Yang benar-benar efektif adalah menggunakan MACD bersama indikator lain. Misalnya, RSI membantu mengonfirmasi apakah kita berada dalam kondisi overbought atau oversold. Level support dan resistance memberi titik referensi utama. Candlestick menunjukkan dinamika harga yang sebenarnya. Ketika semua elemen ini selaras dengan apa yang dikatakan MACD, maka sinyalnya menjadi lebih dapat diandalkan.
Satu hal yang saya pelajari dengan keras adalah bahwa MACD adalah indikator tertinggal. Ia bergantung pada harga masa lalu, jadi bisa menghasilkan sinyal palsu di pasar yang sangat volatil. Oleh karena itu, saya selalu mencari konfirmasi tambahan sebelum mengambil posisi. Pada grafik harian, MACD berguna untuk strategi jangka pendek seperti day trading. Pada grafik bulanan, ia memberi gambaran yang jelas tentang tren jangka panjang.
Kebanyakan platform sudah menyertakan MACD secara default, jadi mengaturnya sangat mudah. Buka indikator, cari MACD, dan selesai. Kamu bisa menyesuaikan warna dan parameter sesuai preferensi. Nilai default 12-26-9 bekerja baik untuk kebanyakan kasus, tapi jangan ragu untuk bereksperimen jika trading di berbagai aset.

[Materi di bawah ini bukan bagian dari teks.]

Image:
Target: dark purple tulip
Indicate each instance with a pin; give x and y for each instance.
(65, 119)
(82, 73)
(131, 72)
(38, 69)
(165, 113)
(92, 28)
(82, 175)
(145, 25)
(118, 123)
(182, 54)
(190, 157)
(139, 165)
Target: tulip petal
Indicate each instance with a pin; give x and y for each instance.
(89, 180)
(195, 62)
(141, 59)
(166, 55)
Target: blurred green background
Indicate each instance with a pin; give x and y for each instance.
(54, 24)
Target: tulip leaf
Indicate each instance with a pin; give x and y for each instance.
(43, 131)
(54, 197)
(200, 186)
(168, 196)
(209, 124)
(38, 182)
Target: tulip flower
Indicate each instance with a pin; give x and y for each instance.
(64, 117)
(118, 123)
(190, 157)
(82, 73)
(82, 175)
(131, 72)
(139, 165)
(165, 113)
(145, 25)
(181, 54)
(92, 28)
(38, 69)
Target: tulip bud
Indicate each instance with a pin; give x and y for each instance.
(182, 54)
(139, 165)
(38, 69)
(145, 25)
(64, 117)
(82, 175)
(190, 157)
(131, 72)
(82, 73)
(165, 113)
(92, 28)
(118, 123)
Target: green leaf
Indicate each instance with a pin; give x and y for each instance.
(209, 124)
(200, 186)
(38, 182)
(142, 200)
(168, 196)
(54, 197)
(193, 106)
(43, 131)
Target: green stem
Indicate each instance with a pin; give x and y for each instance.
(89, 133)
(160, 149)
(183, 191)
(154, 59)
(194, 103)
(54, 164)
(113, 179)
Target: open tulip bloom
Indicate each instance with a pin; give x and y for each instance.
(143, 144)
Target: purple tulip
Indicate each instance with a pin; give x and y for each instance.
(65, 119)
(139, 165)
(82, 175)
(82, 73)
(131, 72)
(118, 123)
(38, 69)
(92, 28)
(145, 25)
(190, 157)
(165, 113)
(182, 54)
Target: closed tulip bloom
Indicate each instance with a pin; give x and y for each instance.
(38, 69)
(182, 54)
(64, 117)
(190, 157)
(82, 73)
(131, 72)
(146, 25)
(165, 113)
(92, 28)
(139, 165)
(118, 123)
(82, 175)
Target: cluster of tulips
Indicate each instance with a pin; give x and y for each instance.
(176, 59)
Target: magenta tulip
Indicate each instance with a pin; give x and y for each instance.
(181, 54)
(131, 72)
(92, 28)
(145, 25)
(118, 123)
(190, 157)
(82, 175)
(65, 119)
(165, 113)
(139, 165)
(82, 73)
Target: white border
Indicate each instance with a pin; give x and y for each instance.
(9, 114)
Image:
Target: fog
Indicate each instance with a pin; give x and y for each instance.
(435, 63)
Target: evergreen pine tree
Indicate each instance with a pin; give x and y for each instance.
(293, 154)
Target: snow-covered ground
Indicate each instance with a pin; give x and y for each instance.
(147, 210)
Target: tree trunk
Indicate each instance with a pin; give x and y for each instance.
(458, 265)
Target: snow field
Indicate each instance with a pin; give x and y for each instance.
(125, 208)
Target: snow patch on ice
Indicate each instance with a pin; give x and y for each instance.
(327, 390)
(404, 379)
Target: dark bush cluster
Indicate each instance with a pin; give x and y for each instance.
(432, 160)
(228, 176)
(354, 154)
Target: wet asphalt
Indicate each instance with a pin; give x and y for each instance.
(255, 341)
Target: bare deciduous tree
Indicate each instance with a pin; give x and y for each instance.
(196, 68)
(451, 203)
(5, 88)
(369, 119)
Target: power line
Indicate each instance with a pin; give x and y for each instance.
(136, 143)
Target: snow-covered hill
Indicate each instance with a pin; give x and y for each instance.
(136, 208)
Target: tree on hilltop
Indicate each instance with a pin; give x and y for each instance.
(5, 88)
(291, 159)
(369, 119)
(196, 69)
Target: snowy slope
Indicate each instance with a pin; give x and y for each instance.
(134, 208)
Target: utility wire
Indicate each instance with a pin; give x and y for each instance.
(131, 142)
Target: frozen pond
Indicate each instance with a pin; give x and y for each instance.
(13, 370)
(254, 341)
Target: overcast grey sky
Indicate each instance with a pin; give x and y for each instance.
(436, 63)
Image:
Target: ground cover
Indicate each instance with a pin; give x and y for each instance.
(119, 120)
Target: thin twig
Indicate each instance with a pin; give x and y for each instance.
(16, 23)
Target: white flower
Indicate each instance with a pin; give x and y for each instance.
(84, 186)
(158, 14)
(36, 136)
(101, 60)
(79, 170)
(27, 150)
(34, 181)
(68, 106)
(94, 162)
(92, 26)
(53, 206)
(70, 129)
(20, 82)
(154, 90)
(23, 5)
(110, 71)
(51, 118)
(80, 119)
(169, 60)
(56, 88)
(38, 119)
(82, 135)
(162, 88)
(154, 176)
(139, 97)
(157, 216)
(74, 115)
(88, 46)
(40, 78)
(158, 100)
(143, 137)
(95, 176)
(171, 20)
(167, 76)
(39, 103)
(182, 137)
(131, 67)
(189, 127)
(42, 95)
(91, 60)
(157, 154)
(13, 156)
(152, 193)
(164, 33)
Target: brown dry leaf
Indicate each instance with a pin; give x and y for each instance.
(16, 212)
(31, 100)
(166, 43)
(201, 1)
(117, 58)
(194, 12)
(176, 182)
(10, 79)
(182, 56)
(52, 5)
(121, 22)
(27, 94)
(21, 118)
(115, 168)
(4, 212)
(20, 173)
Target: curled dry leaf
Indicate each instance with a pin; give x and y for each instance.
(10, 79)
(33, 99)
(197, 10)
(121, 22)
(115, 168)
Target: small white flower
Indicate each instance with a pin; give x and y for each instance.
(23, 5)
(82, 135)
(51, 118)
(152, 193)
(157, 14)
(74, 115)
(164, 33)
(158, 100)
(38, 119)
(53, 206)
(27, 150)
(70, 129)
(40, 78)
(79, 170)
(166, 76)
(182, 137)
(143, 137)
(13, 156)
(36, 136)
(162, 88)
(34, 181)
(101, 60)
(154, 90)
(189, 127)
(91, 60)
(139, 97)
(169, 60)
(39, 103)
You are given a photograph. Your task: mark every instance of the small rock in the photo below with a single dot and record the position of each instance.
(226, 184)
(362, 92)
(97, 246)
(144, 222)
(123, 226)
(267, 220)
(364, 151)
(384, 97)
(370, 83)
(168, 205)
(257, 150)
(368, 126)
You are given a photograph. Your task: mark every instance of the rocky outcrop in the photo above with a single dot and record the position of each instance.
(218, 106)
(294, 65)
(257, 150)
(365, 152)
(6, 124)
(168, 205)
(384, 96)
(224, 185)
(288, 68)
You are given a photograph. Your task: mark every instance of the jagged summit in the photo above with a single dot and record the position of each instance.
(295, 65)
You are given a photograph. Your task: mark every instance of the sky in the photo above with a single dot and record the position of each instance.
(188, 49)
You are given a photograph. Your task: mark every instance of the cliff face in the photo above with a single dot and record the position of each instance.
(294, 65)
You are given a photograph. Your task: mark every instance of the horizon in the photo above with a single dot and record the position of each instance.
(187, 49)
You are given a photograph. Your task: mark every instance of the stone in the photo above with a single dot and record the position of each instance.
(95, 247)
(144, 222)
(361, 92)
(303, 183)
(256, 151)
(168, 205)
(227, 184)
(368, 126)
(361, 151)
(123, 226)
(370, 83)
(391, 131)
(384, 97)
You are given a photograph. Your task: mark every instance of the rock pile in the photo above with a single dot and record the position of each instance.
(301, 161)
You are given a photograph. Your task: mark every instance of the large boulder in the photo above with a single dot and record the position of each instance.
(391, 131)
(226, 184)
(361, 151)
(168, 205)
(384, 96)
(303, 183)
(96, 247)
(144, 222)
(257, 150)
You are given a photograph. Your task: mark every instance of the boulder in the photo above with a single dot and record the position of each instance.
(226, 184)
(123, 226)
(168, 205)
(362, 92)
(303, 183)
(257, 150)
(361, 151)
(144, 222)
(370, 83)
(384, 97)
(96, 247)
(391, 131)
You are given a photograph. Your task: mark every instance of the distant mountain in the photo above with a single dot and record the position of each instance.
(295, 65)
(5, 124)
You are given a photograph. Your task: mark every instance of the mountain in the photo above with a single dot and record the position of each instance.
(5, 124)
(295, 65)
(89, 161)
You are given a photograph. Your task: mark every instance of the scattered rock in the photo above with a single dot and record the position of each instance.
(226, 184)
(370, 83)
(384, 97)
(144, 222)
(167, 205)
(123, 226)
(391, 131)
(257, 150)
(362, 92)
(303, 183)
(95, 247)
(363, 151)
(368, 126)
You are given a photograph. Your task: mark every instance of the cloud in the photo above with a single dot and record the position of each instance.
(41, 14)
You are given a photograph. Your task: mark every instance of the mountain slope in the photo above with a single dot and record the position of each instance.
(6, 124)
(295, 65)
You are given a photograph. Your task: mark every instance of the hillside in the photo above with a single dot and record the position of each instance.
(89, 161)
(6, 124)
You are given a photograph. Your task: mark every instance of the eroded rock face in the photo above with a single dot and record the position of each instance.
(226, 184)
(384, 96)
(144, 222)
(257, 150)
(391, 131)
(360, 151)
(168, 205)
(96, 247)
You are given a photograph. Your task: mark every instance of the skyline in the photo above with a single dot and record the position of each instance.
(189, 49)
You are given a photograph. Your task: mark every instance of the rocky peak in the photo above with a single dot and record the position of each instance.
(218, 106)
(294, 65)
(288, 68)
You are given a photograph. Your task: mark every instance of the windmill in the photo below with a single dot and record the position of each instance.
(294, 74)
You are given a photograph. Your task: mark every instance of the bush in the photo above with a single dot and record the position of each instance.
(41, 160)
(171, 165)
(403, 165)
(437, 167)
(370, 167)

Singkatnya, MACD adalah alat yang kuat untuk mengukur kekuatan dan tren, tetapi bukan ramalan pasti. Gunakan sebagai bagian dari analisis yang lebih luas, kombinasikan dengan indikator lain, dan selalu disiplin. Itulah perbedaan antara trading dengan percaya diri dan trading dengan harapan.